Un sofá es un observatorio ornitológico, una buena parada donde practicar la escucha. Mi cráneo es una camára ecoica. Esta misma tarde he aprendido qué es eso: un lugar en el que el sonido reverbera al máximo. Olas de ruido de diferentes direcciones que se cruzan entre sí y amenazan con ahogar los mensajes importantes. Sigo oyendo ecos de lo leído, lo pensado y lo experimentado, repasando grabaciones de mis cámaras de videovigilancia, aburriéndome y deseando hacer algo. Todo eso junto es ruido. Mi cuerpo tumbado, la polifonía del presente: los mensajes. Dolor de rodilla, rachas de viento, mirlos histriónicos, un rodar de coches en la autovía que procuro equiparar al oleaje del mar cercano. Qué complicado, oír sin filtrar los sonidos por el tamiz de la mente. Atender sin la intermediación de ese intrigante diplomático.

Leí esto, por ejemplo: “El ruido llama al ruido, y el silencio, a más silencio. Incluso los pájaros pían más alto en las ciudades para hacerse oír entre sus congéneres". Ecos de piedad e inquina rebotan en mi cráneo como bolas de pinball. La mente llama a más mente. Pobre de mí, pobres pájaros. Estoy a punto de bajarme en cada estación, enredarme en cada idea. La ciudad allá lejos pero inminente, mostrando sus fauces. La viejísima vocación de poner la vida patas arriba a cada poco y cambiar de escenario. Todo eso me incumbe, pero mientras sigo tumbada en el sofá sólo es ruido. Continúo mi viaje.

Rodilla, viento, mirlos y coches, runrún mental. Escucho.

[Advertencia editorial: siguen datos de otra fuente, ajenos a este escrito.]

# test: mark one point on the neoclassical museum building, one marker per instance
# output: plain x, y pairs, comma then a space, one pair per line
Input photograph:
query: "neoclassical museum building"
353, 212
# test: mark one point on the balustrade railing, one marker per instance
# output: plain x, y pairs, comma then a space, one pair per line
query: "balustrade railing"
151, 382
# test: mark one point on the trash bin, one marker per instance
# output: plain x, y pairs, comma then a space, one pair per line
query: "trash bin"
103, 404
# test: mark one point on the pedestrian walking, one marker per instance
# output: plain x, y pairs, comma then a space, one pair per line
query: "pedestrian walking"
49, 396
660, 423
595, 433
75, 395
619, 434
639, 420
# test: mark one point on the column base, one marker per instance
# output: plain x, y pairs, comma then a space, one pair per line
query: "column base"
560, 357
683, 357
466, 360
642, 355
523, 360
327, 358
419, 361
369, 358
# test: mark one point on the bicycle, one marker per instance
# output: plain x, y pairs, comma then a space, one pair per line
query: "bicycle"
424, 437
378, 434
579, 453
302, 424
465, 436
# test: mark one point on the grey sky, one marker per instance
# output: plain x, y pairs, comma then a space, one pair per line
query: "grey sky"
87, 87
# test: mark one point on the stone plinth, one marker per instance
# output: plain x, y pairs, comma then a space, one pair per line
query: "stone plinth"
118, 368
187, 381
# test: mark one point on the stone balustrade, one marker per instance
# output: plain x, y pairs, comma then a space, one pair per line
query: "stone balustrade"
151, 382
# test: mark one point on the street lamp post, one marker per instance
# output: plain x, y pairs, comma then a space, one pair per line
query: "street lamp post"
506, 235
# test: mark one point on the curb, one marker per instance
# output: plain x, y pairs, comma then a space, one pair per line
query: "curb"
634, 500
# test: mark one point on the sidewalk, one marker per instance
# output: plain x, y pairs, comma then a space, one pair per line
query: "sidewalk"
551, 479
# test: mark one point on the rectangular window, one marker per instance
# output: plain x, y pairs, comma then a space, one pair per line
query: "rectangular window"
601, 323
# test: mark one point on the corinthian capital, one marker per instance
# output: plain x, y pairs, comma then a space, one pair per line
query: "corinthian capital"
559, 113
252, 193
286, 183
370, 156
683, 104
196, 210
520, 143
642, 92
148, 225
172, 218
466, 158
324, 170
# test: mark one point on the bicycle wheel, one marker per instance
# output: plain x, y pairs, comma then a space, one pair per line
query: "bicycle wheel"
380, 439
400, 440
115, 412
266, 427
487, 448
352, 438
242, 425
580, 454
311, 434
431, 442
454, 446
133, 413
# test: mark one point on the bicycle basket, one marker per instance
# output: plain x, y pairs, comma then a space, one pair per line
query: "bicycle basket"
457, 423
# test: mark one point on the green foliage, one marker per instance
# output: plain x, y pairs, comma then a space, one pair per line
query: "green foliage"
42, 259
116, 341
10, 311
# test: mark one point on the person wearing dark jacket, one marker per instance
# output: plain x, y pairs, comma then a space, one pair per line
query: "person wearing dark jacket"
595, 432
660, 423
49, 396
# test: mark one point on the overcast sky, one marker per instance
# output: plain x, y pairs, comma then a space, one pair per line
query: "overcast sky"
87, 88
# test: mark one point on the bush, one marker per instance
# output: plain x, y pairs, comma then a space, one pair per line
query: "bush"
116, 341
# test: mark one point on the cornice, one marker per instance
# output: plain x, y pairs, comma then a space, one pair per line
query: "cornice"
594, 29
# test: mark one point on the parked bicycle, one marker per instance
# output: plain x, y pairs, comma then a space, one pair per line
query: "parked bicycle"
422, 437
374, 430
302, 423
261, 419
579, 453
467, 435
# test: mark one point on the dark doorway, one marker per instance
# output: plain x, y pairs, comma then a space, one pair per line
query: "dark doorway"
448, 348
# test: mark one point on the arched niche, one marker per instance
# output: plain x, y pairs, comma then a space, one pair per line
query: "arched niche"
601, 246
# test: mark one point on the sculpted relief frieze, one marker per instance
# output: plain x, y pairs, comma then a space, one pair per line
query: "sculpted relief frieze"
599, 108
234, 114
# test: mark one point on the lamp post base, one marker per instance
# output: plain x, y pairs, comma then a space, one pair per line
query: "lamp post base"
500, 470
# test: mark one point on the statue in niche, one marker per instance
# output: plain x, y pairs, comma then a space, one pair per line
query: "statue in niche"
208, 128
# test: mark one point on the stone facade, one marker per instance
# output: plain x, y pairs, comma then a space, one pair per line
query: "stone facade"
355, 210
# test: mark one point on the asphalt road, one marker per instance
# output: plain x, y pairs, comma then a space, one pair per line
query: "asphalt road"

Atiendo, dejo pasar. “El ruido es todo sonido no deseado”. ¿Y el silencio? Tal vez estar presente, sin deseos, sin censuras. Hubo un momento en que en mi cráneo se oyó un me aburro. Y me entregué a esa realidad sin tratar de escaparme. Seguí escuchando. Valió la pena, la verdad.

1 comentario:

  1. lectoraadicta01 mayo, 2017 12:24

    "La viejísima vocación de poner la vida patas arriba...".¡Es zanahoria que nos empuja!.